With summer, we all get into a tropical mood, right? I don’t know about you, but for me, tropical can take on a multitude of nationalities. A bit of India, which means several trips to the local Desi neighborhoods — never more than a short train ride away in NYC — for food, sweets and bangles, or a hint of Jamaica, which means either a short walk to Daphne’s Caribbean Express on East 14th Street for some take-out breakfast of ackee and saltfish or a sit-down meal at the pricey but worth it Negril Village in the West Village. But of course, no tropical mood can be complete without a bit of Africa, the great land of Red, Black, Green and Gold!

Though it changes every year — from Ethiopian food and cloths, to Kenya’s beaded Masai jewelry, to Ghanian traditional Ashanti Kente cloths — lately I have been quite drawn to Nigerian culture. Maybe it was watching the insightful documentary ‘Nollywood Babylon’ at MoMA, or maybe I got hooked during the recent Muslim Voices Festival, which had a beautiful souk market outside BAM featuring lots of West African wares, but this love affair with all things Lagos turned a new corner for me today, after viewing Yinka Shonibare‘s stunning artwork at the Brooklyn Museum.

The British-born, Nigerian-bred Shonibare is at once a visionary, a fashion designer, an artist and a satirist. He makes as much of a silent statement with his beautiful artwork as any verbose journalist or writer could make about the problems and issues of the region. His beautifully crafted garments, worn by headless mannequins of caramel complexions would make any hot blooded woman swoon at the thought of being able to wear them as couture garments of the utmost style. But the strong message he delivers lies within the intricate web woven by many centuries of colonialism in Africa, particularly West Africa. It’s a shameful past, the repercussions of which are still playing out in modern day Nigeria, a country plagued by corruption, strife and massive unemployment.

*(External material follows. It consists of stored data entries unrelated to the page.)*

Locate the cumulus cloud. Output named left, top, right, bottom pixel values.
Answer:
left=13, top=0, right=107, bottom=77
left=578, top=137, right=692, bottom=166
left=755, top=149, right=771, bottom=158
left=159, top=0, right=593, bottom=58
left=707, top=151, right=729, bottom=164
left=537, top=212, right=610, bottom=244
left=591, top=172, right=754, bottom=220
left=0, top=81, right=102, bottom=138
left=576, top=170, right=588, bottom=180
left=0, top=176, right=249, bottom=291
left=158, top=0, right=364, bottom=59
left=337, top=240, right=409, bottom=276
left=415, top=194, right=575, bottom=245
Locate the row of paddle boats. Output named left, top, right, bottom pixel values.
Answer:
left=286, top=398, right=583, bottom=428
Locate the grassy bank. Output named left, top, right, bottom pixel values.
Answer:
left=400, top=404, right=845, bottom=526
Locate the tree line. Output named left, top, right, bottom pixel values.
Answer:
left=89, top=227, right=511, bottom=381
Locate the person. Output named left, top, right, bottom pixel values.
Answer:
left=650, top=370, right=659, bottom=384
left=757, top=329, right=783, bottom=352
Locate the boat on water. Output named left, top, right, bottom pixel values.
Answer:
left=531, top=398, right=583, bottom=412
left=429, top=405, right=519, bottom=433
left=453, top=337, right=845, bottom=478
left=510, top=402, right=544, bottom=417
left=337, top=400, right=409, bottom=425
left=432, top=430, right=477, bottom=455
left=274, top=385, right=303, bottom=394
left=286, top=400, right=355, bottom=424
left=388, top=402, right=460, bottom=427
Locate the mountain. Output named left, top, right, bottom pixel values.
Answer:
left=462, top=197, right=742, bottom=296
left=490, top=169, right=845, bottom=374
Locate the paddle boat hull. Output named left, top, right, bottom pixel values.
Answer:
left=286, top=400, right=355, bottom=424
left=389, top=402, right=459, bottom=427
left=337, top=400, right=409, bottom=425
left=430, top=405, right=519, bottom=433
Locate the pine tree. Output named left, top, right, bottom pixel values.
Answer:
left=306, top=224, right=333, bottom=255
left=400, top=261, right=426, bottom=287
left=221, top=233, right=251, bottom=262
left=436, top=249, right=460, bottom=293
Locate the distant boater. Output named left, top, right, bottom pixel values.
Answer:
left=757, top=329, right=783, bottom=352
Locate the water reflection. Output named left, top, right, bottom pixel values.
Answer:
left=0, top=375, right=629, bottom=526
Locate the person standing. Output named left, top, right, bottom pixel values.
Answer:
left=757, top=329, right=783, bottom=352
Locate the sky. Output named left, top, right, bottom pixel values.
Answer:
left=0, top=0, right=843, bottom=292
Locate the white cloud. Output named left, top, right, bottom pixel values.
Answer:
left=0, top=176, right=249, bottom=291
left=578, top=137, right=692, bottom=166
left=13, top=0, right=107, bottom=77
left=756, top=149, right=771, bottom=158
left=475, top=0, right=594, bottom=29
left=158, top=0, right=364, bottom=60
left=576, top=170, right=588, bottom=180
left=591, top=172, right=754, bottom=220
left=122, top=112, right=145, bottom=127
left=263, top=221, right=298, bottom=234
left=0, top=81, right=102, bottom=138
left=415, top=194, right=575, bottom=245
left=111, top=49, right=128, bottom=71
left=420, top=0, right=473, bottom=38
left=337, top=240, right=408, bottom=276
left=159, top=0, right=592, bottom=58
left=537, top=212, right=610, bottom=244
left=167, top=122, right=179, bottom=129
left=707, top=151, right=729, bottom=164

About his use of ‘Dutch’ African wax print fabrics, the artist has said: “African fabric signifies African identity, rather like American Jeans (Levi’s) are an indicator of trendy youth culture. In Brixton, African fabric is worn with pride amongst radical or cool youth. It manifests itself as a fashion accessory with Black British women in the head wrap form and it can also be found worn by Africans away from the home country. It becomes an aesthetics of defiance, an aesthetics of reassurance, a way of holding on to one’s identity in a culture presumed foreign or different.”

The Brooklyn Museum is such a wonderful venue for this life-sized work. Most of the fourth floor houses the main exhibit, as well as a hide-and-seek installation of children scattered within its Period Rooms titled ‘Mother and Father Worked Hard So I Can Play’. Then the exhibit finished on the first floor, with a room dedicated to ‘Leisure Lady (with Ocelots)’ shown here at left, a darkened theater showing a 32 minute film titled ‘Un Ballo In Maschera’ which featured wax print dresses worn in a Venetian Commedia Dell’Arte setting and then the stunning but sadly poignant ‘Scramble for Africa’. This last piece, a detail seen above right, sums up the struggles of a continent which was subdivided and colonized to create strife and conflict among its people. It also befittingly ends the exhibit, in the last room of the first floor.

Yinka Shonibare MBE continues through September 20th 2009 at Brooklyn Museum. The Museum is open every day except Mondays and Tuesday. Take the 2 or 3 train there ASAP and you’ll thank me for it!!